Я взглянула на нее, мысленно умоляя посмотреть на меня как следует.
– У нас сегодня такой повод, а ты…
Тут она наконец заглянула мне в глаза, и из нее разом будто весь воздух выпустили. Плечи опустились, голубые глаза посерели, и раздражение мгновенно улеглось. Мама вскинула руку и дотронулась до моей щеки.
– Детка моя! Что с тобой случилось?
Я покачала головой, но глаза мои сами собой наполнились слезами. Я не могла сейчас рассказывать о том, в какой хаос превратилась моя жизнь, ведь мне еще нужно было как-то пережить этот вечер. Ради Кибби. Повод и в самом деле был важный . Ее достижения стоило отпраздновать. И я действительно была очень рада за нее.

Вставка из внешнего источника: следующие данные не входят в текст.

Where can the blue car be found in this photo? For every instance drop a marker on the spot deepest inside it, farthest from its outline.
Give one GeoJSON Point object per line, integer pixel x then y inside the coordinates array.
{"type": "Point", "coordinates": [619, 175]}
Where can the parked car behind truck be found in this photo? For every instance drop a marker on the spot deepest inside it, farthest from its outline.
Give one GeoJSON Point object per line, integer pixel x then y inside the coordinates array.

Следуй зову сердца, и обретешь счастье.
Сегодня я твердо решила следовать зову сердца, даже если это означало, что мне предстоит спотыкаться на каждом шагу.
– Прости, что испортила ужин.
Мама бросила взгляд в сторону блюд и кастрюль.

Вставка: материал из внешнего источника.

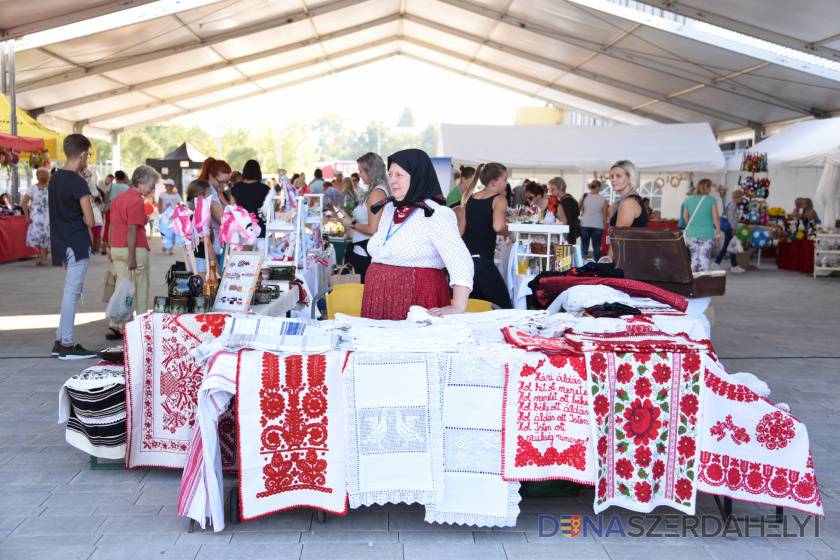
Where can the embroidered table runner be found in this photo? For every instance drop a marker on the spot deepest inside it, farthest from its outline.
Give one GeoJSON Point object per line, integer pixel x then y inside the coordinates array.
{"type": "Point", "coordinates": [474, 492]}
{"type": "Point", "coordinates": [394, 428]}
{"type": "Point", "coordinates": [546, 422]}
{"type": "Point", "coordinates": [644, 410]}
{"type": "Point", "coordinates": [162, 381]}
{"type": "Point", "coordinates": [213, 444]}
{"type": "Point", "coordinates": [753, 450]}
{"type": "Point", "coordinates": [291, 433]}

– Ничего страшного, все еще горячее. Мне куда важнее, почему ты опоздала. Это все из-за того, что Флетч днем исчез? Вы что, поссорились?
– Мам, пожалуйста. – Я прижалась щекой к ее ладони. – Давай не сейчас.

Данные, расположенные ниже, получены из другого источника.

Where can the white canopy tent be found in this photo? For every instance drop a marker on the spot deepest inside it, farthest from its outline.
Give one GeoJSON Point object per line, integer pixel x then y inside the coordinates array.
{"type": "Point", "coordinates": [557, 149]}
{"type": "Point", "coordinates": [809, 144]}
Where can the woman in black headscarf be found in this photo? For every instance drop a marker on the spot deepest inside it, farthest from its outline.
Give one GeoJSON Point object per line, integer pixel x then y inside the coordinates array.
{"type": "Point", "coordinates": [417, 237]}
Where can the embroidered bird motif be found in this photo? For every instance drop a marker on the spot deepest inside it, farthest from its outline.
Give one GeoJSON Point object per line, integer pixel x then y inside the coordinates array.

И мама сдалась. Снова чихнула и, сделав глубокий вдох, произнесла:
– Ладно. Что бы ни случилось, это в любом случае можно исправить. Все можно исправить. Пойдем. Кажется, тебе не помешает выпить.
Все можно исправить… Вряд ли возможно было исправить то, что у Флетча будет ребенок от другой женщины.
Я могла бы обвинить во всем проклятие Пуговичного дерева, но в глубине души понимала, что это ведь не оно вышло замуж за Флетча. Это я сделала. И, выходя за него, вовсе не следовала зову сердца. Я стала его женой лишь потому, что мне легче было укрыться в его тени, чем перестать прятать свой внутренний свет. А кончилось все тем, что я теперь уже и сама не понимала, кто я. Дорого мне пришлось заплатить за собственные глупые и трусливые решения.
Мама взяла меня за руку и, словно маленькую беспомощную девочку, повела к выходу из кухни. Я не сопротивлялась. Если мне когда и нужно было, чтобы мной руководили, так это сейчас. Я представления не имела, как осилить все, что мне предстояло. Как признаться родителям, что мой брак не удался? Не просто не удался – рухнул со скал и сгорел дотла. Как расстаться с Флетчем, не причинив вреда семье?
– Это Сара Грейс? – спросил Флетч, заходя в кухню. Увидев меня, он резко остановился. Щеки его вспыхнули.
Судя по остекленевшему взгляду, он выпил уже стакана три. А то и больше. И хотя я не одобряла его пьянства, невольно обрадовалась, что за духом бурбона не чувствовалось преследовавшего меня запаха роз и лаванды. Флетч был одет так же, как и на парковке возле кабинета гинеколога: голубые брюки и белая рубашка в светло-серых «огурцах». И я задумалась, смогу ли когда-нибудь спокойно смотреть на этот узор.
Флетч упер руки в бедра.
– Нам нужно поговорить. Зря ты уехала, – заявил он недовольно. Язык у него слегка заплетался.
Кухня в родительском доме была целиком белая, если не считать золотистых ручек и светильников и деревянных потолочных балок и половиц. В зеркальных дверцах дробились лучи вечернего солнца. Помещение было просторное и светлое, но стоило в него войти Флетчу, как кухня словно сжалась, вызвав у меня приступ клаустрофобии. Флетч будто разом высосал из нее жизнь, и теперь она хрипела, не в силах вдохнуть.